I could feel her collecting her powers; I could see it, her body tensing, breasts thrust forward, her hands rising as if reflexively, fingers curled.
The woman was struck by it, shoved backwards, but instantly resisted.
And then she too straightened, her eyes widening, and she rushed forward so swiftly I couldn't follow it, her hands out for the Queen.
I saw her fingers, caked with mud, streaking towards Akasha; I saw Akasha's face as she was caught by her long black hair. I heard her scream. Then I saw her profile, as her head struck the western window and shattered it, the glass crashing down in great ragged shards.
A violent shock passed through me; I could neither breathe nor move. I was falling to the floor. I couldn't control my limbs. Akasha's headless body was sliding down the fractured glass wall, the shards still falling around it. Blood streamed down the broken glass behind her. And the woman held Akasha's severed head by the hair!
Akasha's black eyes blinked, widened. Her mouth opened as if to scream again.
And then the light was going out all around me; it was as if the fire had been extinguished, only it hadn't, and as I rolled over on the carpet, crying, my hand clawing at it involuntarily, I saw the distant flames through a dark rosy haze.
I tried to lift my weight. I couldn't. I could hear Marius calling to me, Marius silently calling only my name.
Then I was rising, just a little, and all my weight pressed against my aching arms and hands.
Akasha's eyes were fixed on me. Her head was lying there almost within my reach, and the body lay on its back, blood gushing from the stump of the neck. Suddenly the right arm quivered; it was lifted, then it flopped back down to the floor. Then it rose again, the hand dangling.
It was reaching for the head!
I could help it! I could use the powers she'd given me to try to move it, to help it reach the head. And as I struggled to see in the dimming light, the body lurched, shivered, and flopped down closer to the head.
But the twins! They were beside the head and the body. Mekare, staring at the head dully, with those vacant red-rimmed eyes. And Maharet, as if with the last breath in her, kneeling now beside her sister, over the body of the Mother, as the room grew darker and colder, and Akasha's face began to grow pale and ghostly white as if all the light inside were going out.
I should have been afraid; I should have been in terror; the cold was creeping over me, and I could hear my own choking sobs. But the strangest elation overcame me; I realized suddenly what I was seeing:
"It's the dream," I said. Far away I could hear my own voice. "The twins and the body of the Mother, do you see it! The image from the dream!"

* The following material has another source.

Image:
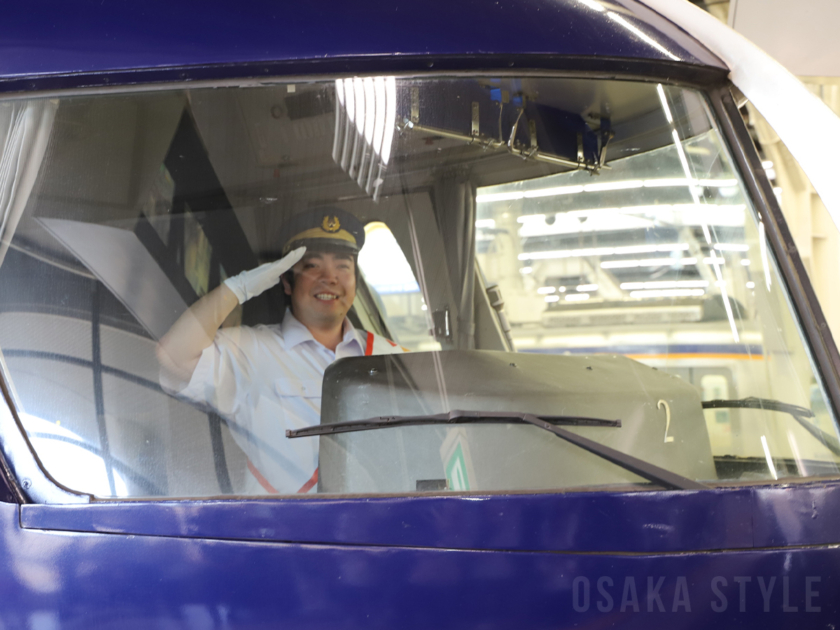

Blood spread out from Akasha's head into the weave of the carpet;
Maharet was sinking down, her hands out flat, and Mekare too had weakened and bent down over the body, but it was still the same image, and I knew why I'd seen it now, I knew what it meant!
"The funeral feast!" Marius cried. "The heart and the brain, one of you- take them into yourself. It is the only chance."
Yes, that was it. And they knew! No one had to tell them. They knew!
That was the meaning! And they'd all seen it, and they all knew. Even as my eyes were closing, I realized it; and this lovely feeling deepened, this sense of completeness, of something finished at last. Of something known!
Then I was floating, floating in the ice cold darkness again as if I were in Akasha's arms, and we were rising into the stars.
A sharp crackling sound brought me back. Not dead yet, but dying. And where are those I love?
Fighting for life still, I tried to open my eyes; it seemed impossible. But then I saw them in the thickening gloom-the two of them, their red hair catching the hazy glow of the fire; the one holding the bloody brain in her mud-covered fingers, and the other, the dripping heart. All but dead they were, their own eyes glassy, their limbs moving as if through water. And Akasha stared forward still, her mouth open, the blood gushing from her shattered skull. Mekare lifted the brain to her mouth; Maharet put the heart in her other hand; Mekare took them both into herself.